The move shocked many small businesses, which fear for their future.
"It looks like an apocalypse has struck, there is no one around," Rome restaurant manager Mario Monfreda said.
Under the government order, all bars and restaurants will now have to close at 6pm.
"It is a total disaster. This will reduce us to nothing ... more people are going to die as a result of the economic crisis that this lockdown is going to cause than the virus itself."
However, the prosperous northern region of Lombardy, centred on Italy's financial capital Milan, called on the government to introduce even more stringent measures.
"I would shut down all the shops.
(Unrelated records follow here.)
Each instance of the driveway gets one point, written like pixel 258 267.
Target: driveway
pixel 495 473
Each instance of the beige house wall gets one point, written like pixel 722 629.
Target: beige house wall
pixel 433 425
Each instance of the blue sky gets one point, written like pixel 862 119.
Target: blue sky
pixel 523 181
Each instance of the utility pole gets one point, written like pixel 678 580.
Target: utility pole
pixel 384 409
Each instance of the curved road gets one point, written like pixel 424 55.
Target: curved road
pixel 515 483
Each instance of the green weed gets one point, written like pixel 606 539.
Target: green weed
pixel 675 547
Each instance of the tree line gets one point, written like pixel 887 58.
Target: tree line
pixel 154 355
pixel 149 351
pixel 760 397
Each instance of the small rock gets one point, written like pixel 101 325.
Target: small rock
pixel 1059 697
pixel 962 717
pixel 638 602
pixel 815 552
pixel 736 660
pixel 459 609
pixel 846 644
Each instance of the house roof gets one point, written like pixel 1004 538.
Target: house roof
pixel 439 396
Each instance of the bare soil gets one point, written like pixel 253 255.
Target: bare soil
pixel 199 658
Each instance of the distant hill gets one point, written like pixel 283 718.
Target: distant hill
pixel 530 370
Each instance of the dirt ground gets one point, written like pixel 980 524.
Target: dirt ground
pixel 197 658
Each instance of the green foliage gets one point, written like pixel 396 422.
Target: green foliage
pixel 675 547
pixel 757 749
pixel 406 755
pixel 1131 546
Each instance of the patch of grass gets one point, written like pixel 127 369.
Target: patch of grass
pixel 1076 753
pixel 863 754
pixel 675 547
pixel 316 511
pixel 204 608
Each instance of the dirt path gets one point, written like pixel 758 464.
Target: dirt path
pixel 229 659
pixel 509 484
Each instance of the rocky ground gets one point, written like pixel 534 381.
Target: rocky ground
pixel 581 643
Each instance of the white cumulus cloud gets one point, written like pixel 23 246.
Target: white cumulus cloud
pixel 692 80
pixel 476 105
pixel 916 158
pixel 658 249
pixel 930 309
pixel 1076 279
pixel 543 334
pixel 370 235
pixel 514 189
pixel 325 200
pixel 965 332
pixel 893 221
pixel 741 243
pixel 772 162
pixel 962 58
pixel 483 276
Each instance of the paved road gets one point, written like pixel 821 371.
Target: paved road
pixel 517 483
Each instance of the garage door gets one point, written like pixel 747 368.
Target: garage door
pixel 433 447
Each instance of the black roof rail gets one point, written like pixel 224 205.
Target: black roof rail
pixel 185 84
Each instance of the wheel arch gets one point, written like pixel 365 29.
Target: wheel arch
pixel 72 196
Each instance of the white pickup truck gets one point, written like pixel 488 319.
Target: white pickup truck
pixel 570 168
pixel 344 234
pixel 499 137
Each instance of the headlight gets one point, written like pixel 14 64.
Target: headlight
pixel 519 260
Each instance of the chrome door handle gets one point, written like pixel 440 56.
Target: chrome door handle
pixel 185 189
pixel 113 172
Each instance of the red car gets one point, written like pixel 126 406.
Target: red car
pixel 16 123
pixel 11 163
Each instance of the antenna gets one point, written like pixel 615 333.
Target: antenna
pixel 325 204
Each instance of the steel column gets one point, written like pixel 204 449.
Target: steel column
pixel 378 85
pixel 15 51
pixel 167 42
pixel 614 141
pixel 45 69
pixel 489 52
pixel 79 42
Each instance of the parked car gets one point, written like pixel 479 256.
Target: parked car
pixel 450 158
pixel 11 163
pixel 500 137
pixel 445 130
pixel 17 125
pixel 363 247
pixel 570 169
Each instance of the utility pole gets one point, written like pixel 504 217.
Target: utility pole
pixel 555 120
I would certainly close down public transport and I would seek out all businesses that could be shut without creating excessive damage to the economy," Lombardy Governor Attilio Fontana said.
Italy has registered 9172 cases of coronavirus and 463 deaths since February 21, with Lombardy and neighbouring Emilia-Romagna bearing the brunt.
However, the disease has touched most of the country and the government is worried that if it worsens, the health system in the less-developed south will collapse, causing deaths to spike.
Rome landmarks including the Trevi Fountain, the Pantheon and the Spanish Steps were largely empty on Tuesday, while the Vatican closed St Peter's Square and St Peter's Basilica to tourists.
Police told tourists to return to their hotels.
For at least the next three weeks, anyone travelling in Italy will have to carry a document declaring their reasons.
Outdoor events, including sports fixtures, have been suspended and schools and universities are all shut.
A former Treasury chief economist predicted that the lockdown measures were reducing Italy's economic output by around 10-15 per cent, with the tourism and transport sectors down about 90 per cent on their normal levels.
Looking to mitigate the impact on ordinary Italians, the government is considering making banks offer customers a pause in their mortgage repayments.
It also called for the EU to relax its rules to allow more state spending.
"We will ask for the rules to be changed, it is a necessary condition, otherwise people will die," Industry Minister Stefano Patuanelli told Radio Capital.